Donald Barthelme's use of the list
alice malice
alicewmalice at gmail.com
Tue Apr 8 04:34:20 CDT 2014
Realism for Everyone
by Dan Piepenbring
Donald Barthelme would've been, and should be, eighty-three today. It
would be an exaggeration to say that I feel the absence of someone
whom I never met--someone who died when I was three--but I do wonder,
with something more than mere curiosity, what Barthelme would have
made of the past twenty-odd years. These are decades I feel we've
processed less acutely because he wasn't there to fictionalize them:
their surreal political flareups, their new technologies, their
various zeitgeists and intellectual fads and dumb advertisements. Part
of what I love about Barthelme's stories is the way they traffic in
cultural commentary without losing their intimacy, their humanity.
They feel something like channel-surfing with your favorite uncle;
he's running his mouth the whole time, but he's running it
brilliantly, he's interlarding his commentary with sad, sharp stories
from his own life, and you're learning, you're laughing, you're
feeling, because he's putting the show on for you, lovingly, his dear
nephew.
But I'm losing the thread. My point is not to reveal a secret wish
that Barthelme was my uncle.
I wanted to say something about lists. Barthelme was a master of many
things, but one of them was, of course, the list--the man could make a
prodigious inventory. I don't mean to be glib when I say that.
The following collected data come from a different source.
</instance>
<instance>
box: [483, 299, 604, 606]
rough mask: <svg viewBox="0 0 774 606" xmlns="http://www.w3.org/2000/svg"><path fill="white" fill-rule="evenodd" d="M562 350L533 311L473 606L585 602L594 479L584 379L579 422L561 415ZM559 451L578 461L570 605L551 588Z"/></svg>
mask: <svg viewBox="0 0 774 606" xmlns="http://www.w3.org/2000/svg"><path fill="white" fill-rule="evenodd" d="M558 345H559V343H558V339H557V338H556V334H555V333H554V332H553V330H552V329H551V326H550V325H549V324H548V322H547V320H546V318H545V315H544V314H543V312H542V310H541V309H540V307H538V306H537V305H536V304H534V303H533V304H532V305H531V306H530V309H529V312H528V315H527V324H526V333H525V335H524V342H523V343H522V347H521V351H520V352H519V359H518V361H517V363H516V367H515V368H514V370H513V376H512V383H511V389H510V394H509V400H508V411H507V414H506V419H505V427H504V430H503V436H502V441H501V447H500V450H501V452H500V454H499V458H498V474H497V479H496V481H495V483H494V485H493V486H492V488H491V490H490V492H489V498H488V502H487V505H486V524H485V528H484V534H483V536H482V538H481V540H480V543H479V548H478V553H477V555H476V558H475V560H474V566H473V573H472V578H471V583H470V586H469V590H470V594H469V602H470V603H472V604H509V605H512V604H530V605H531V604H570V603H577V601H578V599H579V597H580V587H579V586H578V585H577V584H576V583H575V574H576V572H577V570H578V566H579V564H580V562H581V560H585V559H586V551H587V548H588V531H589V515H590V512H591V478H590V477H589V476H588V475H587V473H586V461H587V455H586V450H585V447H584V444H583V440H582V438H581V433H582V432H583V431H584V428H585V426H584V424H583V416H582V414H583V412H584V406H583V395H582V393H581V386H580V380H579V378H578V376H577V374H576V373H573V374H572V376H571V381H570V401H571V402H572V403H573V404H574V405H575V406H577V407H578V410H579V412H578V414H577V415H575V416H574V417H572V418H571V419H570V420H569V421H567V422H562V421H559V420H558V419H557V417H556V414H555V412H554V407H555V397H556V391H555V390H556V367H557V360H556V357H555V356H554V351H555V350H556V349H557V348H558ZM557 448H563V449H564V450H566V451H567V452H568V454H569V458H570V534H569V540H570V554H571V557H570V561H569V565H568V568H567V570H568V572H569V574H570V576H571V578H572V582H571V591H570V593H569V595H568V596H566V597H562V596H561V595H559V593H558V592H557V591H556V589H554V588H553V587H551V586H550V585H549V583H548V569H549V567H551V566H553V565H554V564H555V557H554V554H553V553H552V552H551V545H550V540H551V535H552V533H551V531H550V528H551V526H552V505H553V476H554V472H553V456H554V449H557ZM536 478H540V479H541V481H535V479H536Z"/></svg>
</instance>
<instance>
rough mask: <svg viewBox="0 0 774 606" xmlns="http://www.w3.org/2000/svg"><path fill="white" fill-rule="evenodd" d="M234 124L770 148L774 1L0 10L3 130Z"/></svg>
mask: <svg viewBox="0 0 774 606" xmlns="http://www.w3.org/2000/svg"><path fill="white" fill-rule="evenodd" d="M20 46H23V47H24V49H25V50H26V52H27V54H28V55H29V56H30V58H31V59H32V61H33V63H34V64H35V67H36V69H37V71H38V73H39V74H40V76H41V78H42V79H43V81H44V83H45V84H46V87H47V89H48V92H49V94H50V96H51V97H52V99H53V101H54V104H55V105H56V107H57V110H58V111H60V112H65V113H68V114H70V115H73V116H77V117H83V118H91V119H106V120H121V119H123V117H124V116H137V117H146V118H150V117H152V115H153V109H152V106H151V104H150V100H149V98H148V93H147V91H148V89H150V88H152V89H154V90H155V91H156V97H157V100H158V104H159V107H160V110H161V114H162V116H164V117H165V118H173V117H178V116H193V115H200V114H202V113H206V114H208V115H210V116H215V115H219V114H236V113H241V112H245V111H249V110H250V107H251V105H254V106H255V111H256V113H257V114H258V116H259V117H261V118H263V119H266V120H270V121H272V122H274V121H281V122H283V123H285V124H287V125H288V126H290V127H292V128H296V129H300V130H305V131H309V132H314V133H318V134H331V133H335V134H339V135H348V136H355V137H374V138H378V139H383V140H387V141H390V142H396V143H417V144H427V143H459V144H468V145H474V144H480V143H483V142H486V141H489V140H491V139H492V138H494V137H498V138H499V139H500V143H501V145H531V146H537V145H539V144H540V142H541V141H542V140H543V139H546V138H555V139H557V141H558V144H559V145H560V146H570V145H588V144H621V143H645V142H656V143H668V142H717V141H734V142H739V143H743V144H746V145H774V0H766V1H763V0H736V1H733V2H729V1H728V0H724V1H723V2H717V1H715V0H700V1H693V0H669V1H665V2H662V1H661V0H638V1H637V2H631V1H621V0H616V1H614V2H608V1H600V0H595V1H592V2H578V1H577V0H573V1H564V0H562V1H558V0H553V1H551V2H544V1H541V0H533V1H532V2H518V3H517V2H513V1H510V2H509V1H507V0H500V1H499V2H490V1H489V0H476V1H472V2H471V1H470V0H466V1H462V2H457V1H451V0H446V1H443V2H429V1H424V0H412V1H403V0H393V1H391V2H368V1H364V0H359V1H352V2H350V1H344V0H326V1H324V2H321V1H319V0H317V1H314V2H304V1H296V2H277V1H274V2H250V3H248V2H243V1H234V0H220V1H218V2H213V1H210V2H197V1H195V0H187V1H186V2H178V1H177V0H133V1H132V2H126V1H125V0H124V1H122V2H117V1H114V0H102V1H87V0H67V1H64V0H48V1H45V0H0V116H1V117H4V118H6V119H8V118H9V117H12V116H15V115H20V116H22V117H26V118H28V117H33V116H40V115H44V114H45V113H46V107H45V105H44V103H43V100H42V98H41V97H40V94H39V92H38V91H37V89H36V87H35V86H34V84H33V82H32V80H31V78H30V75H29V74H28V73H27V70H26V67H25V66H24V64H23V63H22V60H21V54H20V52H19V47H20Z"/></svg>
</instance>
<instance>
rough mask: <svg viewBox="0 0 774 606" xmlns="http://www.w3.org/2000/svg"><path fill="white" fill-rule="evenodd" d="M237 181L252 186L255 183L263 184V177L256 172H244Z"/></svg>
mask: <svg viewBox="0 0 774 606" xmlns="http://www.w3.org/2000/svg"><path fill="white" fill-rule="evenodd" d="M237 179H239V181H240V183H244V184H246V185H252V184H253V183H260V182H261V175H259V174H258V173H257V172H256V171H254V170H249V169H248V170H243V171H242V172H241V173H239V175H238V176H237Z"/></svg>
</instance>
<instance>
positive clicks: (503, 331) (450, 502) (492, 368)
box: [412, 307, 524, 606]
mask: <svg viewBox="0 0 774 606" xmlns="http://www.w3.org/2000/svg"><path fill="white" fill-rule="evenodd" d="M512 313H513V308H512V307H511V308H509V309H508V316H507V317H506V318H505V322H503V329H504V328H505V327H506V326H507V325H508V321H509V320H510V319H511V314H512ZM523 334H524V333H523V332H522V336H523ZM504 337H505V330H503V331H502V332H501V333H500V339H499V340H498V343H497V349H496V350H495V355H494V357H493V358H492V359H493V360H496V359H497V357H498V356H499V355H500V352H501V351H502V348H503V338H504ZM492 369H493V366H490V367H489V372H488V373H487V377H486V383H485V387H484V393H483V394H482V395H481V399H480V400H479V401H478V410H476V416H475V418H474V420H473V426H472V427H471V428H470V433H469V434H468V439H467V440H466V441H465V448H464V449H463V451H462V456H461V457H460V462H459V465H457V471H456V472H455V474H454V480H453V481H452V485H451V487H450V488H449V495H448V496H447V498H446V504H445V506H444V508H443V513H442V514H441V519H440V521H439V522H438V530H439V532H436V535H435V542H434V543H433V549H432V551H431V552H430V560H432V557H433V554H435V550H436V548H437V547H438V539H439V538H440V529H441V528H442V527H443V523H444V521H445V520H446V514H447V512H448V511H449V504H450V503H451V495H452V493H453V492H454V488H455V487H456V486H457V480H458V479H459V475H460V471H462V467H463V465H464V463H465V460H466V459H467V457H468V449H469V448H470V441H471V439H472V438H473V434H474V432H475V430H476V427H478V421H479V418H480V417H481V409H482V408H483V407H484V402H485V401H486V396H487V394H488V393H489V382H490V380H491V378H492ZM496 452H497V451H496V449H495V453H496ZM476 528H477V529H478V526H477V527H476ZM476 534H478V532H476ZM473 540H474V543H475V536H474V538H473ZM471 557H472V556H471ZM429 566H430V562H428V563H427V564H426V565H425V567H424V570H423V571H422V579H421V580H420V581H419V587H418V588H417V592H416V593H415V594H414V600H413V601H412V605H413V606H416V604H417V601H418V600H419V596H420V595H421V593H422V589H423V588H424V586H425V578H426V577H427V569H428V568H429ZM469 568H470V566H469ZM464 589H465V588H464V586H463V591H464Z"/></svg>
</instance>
List-making is often dismissed as sloppy writing, but in Barthelme's
hands, a list never functions as an elision or a cheap workaround; he
makes marvelous profusions of nouns, testaments to the power of
juxtaposition. His lists feel noetic--they capture the motion of a mind
delighting in how many things there are, and how rampantly they're
proliferating, and how strangely they collide in life, when they do.